Kraje NATO rozważają kilka opcji długoterminowego finansowania Kijowa, ale mają trudności z osiągnięciem porozumienia.
Wielu sojuszników w Sojuszu wzbrania się przed przyjęciem konkretnych wieloletnich zobowiązań dotyczących wydatków na pomoc dla Ukrainy. Niektórzy sojusznicy są jednak nieufni wobec sformalizowania zobowiązania w postaci konkretnej liczby i chcą obiecać, że będą kontynuować udzielanie wsparcia na dotychczasowym poziomie. Jednocześnie inni nie chcą publikować dokładnych liczb swoich darowizn, obawiając się, że może to ujawnić informacje o prawdziwym zakresie ich pomocy.

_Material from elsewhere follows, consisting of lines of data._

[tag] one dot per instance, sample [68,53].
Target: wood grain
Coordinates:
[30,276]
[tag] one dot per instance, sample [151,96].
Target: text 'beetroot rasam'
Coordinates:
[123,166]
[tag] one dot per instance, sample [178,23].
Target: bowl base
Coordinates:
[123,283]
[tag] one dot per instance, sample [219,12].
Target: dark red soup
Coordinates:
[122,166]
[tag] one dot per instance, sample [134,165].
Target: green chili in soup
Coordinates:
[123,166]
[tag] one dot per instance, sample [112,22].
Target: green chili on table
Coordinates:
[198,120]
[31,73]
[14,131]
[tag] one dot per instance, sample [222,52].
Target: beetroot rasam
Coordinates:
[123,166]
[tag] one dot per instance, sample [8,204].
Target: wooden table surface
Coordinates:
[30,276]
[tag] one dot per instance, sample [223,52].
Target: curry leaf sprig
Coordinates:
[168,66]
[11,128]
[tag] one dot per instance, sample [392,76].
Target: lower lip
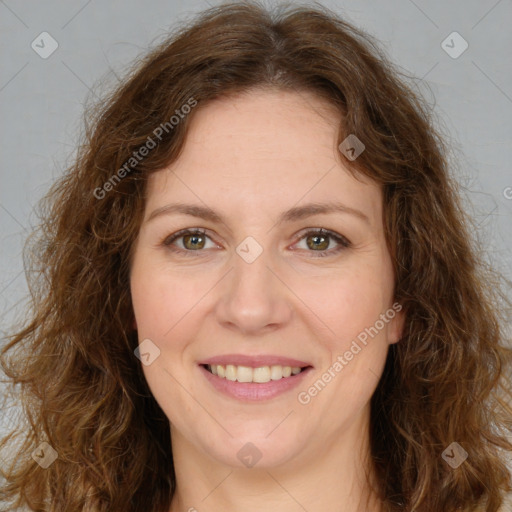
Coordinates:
[253,391]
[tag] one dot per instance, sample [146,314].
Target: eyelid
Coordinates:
[342,241]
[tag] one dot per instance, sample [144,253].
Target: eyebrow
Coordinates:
[293,214]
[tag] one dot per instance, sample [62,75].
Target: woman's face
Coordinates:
[259,287]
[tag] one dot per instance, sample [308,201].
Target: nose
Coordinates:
[254,299]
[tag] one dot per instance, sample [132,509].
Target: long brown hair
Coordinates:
[81,387]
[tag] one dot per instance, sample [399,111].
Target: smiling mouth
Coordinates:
[261,375]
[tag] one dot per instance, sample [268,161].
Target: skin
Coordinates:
[251,157]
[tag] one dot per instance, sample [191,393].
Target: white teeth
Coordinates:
[261,374]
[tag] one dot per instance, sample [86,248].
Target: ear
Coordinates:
[396,324]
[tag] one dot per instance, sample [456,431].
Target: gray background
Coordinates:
[42,100]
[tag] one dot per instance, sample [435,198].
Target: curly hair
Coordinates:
[83,391]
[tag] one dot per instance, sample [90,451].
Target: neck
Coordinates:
[330,476]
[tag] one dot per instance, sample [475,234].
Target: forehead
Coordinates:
[263,151]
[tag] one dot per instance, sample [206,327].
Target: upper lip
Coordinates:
[255,361]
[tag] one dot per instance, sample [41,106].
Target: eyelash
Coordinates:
[343,243]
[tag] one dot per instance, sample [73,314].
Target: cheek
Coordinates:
[345,302]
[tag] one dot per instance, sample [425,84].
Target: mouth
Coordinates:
[259,375]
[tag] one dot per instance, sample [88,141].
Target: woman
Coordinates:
[258,292]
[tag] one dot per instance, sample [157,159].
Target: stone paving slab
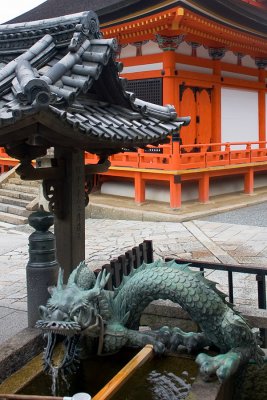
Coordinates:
[106,239]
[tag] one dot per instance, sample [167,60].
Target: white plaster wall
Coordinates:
[202,52]
[184,48]
[128,51]
[193,68]
[248,61]
[151,48]
[161,192]
[230,74]
[239,115]
[230,58]
[143,67]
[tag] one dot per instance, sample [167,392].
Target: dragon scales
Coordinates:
[92,319]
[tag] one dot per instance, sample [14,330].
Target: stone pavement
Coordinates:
[106,239]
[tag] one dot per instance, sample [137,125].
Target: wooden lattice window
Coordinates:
[147,89]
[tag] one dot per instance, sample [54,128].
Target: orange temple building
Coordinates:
[208,59]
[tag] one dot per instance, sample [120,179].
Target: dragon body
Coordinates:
[93,319]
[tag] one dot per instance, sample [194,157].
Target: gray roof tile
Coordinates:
[78,82]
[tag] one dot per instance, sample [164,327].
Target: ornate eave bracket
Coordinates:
[53,181]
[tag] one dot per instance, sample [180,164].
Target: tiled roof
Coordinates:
[80,84]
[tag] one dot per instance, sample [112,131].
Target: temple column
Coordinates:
[261,64]
[216,54]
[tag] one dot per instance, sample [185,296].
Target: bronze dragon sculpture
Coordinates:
[90,319]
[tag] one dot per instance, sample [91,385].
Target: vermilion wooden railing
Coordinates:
[188,156]
[185,157]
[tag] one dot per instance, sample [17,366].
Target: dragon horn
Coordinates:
[101,281]
[60,279]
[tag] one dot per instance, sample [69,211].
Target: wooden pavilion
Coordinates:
[208,59]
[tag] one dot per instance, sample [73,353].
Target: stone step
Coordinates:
[21,188]
[17,195]
[14,201]
[10,209]
[13,219]
[18,181]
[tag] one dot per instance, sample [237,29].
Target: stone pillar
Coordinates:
[70,226]
[42,268]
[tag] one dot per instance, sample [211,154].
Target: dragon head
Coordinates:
[72,309]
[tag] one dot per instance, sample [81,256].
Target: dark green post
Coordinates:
[42,268]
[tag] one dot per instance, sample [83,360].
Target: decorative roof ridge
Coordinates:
[63,76]
[15,38]
[166,112]
[43,23]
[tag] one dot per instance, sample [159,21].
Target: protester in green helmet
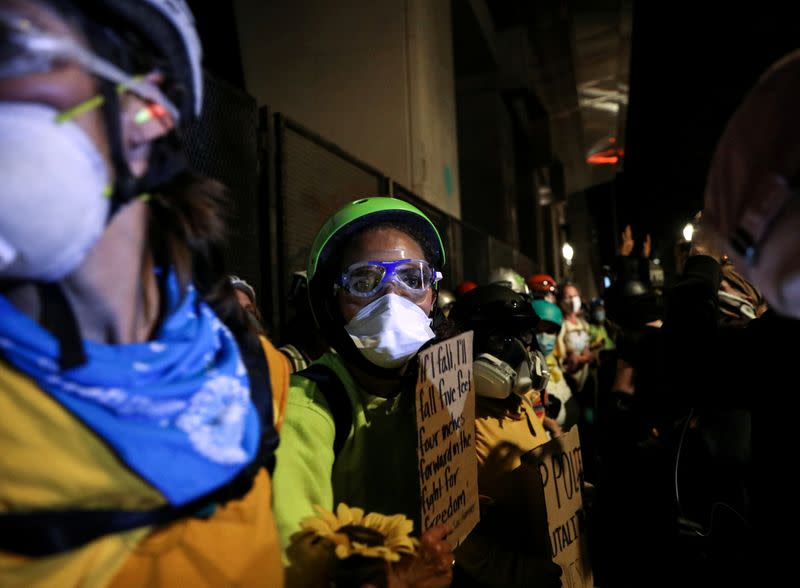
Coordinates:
[349,431]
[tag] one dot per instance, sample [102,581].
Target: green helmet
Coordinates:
[548,311]
[325,252]
[359,214]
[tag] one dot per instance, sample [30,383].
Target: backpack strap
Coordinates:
[332,389]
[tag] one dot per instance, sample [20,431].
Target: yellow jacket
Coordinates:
[48,459]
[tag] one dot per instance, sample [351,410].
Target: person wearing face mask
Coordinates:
[560,404]
[751,214]
[509,370]
[350,429]
[572,345]
[140,416]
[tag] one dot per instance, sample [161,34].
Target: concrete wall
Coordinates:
[373,76]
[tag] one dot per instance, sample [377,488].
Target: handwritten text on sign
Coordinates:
[448,468]
[559,468]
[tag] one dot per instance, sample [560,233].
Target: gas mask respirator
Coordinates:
[496,378]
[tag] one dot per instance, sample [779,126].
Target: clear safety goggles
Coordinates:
[366,278]
[25,49]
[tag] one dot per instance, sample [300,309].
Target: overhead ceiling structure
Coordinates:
[574,56]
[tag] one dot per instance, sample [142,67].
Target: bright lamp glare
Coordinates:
[567,252]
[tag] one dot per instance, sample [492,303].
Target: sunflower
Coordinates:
[354,533]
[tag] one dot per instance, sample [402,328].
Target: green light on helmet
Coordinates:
[354,215]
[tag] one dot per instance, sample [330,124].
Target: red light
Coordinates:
[600,159]
[158,111]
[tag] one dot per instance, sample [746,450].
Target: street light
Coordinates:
[568,252]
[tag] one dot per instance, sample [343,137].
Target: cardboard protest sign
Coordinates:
[555,473]
[448,467]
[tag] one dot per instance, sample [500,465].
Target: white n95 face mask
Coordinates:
[53,207]
[389,330]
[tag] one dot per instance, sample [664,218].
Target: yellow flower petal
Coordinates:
[342,551]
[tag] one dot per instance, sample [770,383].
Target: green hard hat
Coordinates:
[360,213]
[548,311]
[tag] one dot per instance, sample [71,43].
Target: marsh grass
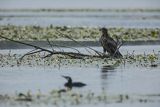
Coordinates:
[37,33]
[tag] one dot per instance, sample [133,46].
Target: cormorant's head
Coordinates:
[104,30]
[67,78]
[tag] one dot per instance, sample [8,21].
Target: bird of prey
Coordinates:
[109,44]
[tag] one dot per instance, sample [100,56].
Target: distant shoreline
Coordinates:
[13,45]
[81,10]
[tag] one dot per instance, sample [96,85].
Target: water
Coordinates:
[135,81]
[91,19]
[96,19]
[7,4]
[121,80]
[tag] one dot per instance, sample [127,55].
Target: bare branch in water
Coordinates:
[99,53]
[54,52]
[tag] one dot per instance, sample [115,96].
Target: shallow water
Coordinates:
[92,19]
[127,80]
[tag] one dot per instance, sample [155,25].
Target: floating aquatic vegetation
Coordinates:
[37,33]
[57,61]
[72,98]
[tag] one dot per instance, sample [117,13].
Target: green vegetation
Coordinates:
[37,33]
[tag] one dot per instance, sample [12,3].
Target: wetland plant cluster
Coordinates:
[57,61]
[37,33]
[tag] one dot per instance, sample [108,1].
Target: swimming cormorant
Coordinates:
[109,44]
[71,84]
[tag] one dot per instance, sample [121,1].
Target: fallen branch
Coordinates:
[54,52]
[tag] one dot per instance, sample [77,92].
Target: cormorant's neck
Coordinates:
[105,34]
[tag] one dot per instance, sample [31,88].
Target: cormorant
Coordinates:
[109,44]
[71,84]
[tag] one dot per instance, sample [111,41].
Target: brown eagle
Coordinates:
[109,44]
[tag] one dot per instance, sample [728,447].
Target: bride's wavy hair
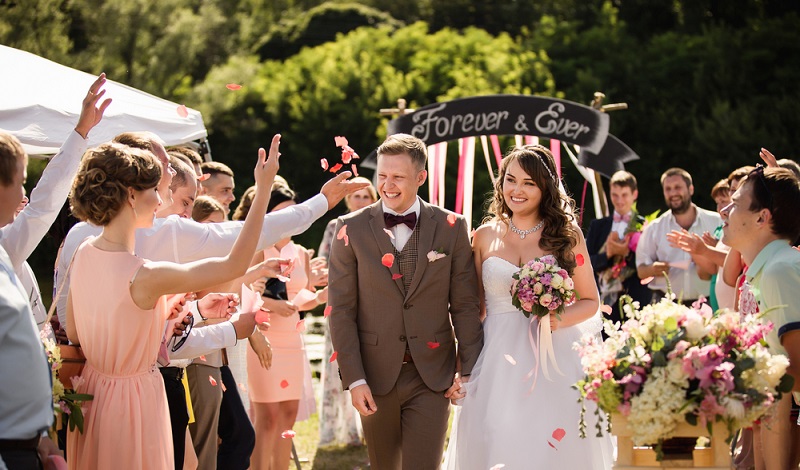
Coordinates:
[557,209]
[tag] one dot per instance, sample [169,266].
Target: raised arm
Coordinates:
[158,278]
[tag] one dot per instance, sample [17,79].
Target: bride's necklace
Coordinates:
[523,233]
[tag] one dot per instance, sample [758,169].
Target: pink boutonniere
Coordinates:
[433,255]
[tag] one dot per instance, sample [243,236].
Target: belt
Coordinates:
[174,373]
[20,444]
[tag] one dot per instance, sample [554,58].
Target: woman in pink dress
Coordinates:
[276,393]
[117,306]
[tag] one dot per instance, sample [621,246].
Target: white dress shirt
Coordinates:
[653,246]
[22,236]
[182,240]
[26,400]
[401,234]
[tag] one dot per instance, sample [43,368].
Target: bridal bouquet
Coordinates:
[669,363]
[541,286]
[64,401]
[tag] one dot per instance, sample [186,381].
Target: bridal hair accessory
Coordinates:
[542,287]
[523,233]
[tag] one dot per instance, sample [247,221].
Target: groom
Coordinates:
[403,279]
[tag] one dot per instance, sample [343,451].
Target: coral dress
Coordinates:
[285,380]
[127,423]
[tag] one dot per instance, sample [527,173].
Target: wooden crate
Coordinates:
[714,457]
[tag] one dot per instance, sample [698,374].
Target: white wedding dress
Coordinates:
[502,423]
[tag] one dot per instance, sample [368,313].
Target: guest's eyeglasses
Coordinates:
[758,173]
[185,334]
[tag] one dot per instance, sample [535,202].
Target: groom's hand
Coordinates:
[362,400]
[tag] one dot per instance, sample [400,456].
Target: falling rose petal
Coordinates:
[262,317]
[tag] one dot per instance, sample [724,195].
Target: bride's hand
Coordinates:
[554,322]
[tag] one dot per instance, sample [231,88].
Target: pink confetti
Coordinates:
[342,235]
[262,316]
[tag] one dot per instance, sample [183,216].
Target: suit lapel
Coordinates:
[384,242]
[426,233]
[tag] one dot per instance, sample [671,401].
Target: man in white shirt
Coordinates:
[657,258]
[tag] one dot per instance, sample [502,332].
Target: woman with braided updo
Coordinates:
[117,308]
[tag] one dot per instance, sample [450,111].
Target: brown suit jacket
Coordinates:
[372,318]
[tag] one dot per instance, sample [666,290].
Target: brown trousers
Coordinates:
[408,430]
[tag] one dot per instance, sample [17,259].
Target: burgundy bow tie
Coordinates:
[622,218]
[409,219]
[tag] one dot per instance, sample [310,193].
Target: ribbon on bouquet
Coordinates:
[542,352]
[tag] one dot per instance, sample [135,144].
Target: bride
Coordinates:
[505,421]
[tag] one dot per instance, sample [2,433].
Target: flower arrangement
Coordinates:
[541,286]
[669,363]
[64,401]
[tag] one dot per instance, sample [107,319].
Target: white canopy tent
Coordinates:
[40,102]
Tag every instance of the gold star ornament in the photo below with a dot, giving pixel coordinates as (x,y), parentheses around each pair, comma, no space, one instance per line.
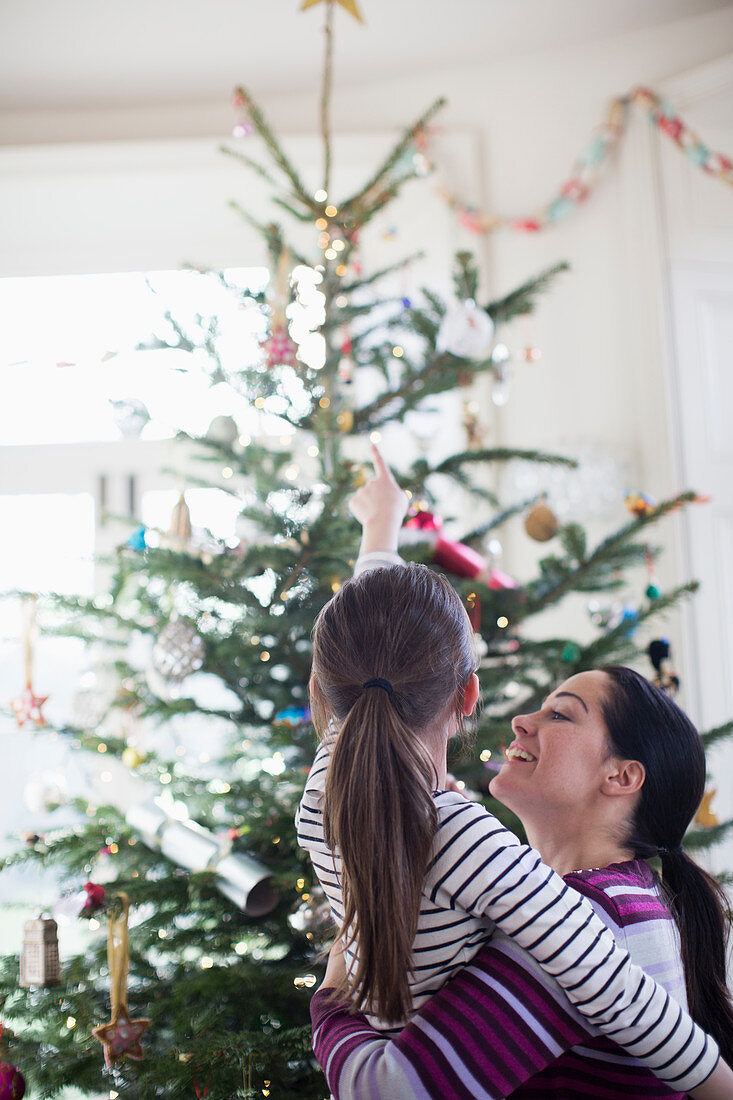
(349,6)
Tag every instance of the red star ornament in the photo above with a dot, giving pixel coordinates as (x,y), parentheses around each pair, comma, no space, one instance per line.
(121,1037)
(28,707)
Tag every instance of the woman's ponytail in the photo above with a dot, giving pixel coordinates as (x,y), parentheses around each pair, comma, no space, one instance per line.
(644,724)
(379,813)
(699,905)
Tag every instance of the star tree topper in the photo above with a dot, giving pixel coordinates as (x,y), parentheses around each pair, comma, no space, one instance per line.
(349,6)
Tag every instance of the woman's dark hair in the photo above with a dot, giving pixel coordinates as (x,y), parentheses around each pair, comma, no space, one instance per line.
(644,724)
(404,625)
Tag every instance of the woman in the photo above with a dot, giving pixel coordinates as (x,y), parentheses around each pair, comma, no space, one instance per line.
(608,772)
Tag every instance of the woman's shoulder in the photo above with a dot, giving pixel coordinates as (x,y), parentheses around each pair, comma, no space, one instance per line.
(627,891)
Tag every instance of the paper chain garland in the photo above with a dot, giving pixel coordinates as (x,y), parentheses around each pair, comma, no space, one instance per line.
(587,168)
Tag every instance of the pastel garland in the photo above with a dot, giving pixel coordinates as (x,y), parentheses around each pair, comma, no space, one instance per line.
(587,169)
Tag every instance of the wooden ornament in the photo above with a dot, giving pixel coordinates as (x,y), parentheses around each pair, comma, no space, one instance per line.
(540,524)
(40,964)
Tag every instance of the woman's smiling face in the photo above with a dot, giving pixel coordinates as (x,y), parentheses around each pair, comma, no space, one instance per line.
(558,758)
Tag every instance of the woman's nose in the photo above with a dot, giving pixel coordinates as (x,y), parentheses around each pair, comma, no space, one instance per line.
(523,724)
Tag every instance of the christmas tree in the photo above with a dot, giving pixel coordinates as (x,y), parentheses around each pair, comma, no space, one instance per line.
(195,865)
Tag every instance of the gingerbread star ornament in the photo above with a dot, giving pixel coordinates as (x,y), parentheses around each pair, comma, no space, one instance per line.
(349,6)
(121,1036)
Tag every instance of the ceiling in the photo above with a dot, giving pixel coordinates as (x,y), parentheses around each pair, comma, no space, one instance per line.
(75,54)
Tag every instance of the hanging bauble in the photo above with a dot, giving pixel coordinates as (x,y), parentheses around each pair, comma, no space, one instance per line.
(280,348)
(133,757)
(540,524)
(178,650)
(639,504)
(45,791)
(40,964)
(12,1082)
(345,420)
(178,536)
(222,429)
(137,540)
(26,707)
(130,416)
(466,331)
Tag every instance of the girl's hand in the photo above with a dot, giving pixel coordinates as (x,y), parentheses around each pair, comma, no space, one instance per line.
(336,968)
(380,507)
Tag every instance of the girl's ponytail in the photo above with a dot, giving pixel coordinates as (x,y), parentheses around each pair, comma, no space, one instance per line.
(379,813)
(392,655)
(700,905)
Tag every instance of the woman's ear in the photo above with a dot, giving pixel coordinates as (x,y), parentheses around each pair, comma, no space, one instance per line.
(470,695)
(626,778)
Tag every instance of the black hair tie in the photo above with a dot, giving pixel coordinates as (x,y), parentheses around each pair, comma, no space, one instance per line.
(379,682)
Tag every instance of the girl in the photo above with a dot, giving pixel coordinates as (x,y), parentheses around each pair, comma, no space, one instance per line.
(416,876)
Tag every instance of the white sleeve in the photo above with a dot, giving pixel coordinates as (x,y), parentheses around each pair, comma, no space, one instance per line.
(481,868)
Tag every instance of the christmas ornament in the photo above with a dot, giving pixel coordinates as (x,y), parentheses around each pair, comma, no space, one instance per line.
(540,524)
(137,540)
(659,653)
(130,416)
(293,716)
(178,536)
(12,1082)
(279,348)
(133,757)
(639,504)
(223,430)
(238,877)
(178,650)
(94,901)
(466,331)
(26,706)
(40,964)
(706,816)
(121,1036)
(345,420)
(349,6)
(45,791)
(455,557)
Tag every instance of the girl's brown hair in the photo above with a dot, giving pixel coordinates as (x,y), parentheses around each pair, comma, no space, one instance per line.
(406,625)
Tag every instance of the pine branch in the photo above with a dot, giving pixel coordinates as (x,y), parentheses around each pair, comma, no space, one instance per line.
(524,299)
(398,151)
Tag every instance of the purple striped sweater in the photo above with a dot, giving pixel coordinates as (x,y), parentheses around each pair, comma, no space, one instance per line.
(502,1026)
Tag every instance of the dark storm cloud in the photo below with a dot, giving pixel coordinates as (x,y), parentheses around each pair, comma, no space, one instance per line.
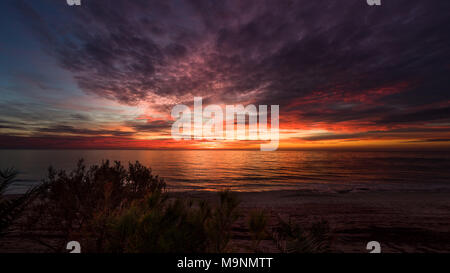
(275,52)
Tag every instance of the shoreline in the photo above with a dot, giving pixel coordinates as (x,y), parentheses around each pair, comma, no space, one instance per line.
(401,221)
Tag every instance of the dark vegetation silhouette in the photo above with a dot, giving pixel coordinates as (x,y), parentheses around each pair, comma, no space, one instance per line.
(11,207)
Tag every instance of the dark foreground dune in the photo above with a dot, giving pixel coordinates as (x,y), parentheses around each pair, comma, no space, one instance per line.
(399,221)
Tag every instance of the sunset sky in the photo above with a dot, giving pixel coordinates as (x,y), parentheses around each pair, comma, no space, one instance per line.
(107,74)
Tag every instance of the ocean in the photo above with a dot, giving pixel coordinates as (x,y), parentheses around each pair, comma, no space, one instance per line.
(212,170)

Wieloletni plan został zaproponowany pod koniec maja i powinien zostać przedstawiony prezydentowi Zełenskiemu na szczycie przywódców NATO w Waszyngtonie na początku lipca. Porzucając pierwotny pomysł przeznaczenia 100 mld dolarów w ciągu pięciu lat, Stoltenberg zaproponował roczne zobowiązania w wysokości 42,7 mld dolarów (40 mld euro).
Sojusznicy mogą być w stanie dojść do porozumienia, jeżeli fundusze te zostaną zaliczone na poczet istniejącego zobowiązania NATO do wydawania co najmniej 2% PKB na obronność. Mogłoby to jednak doprowadzić do zmniejszenia własnych wydatków obronnych państw członkowskich, zwłaszcza jeżeli ministerstwa finansów nie zgodzą się na zwiększenie ogólnego poziomu wydatków.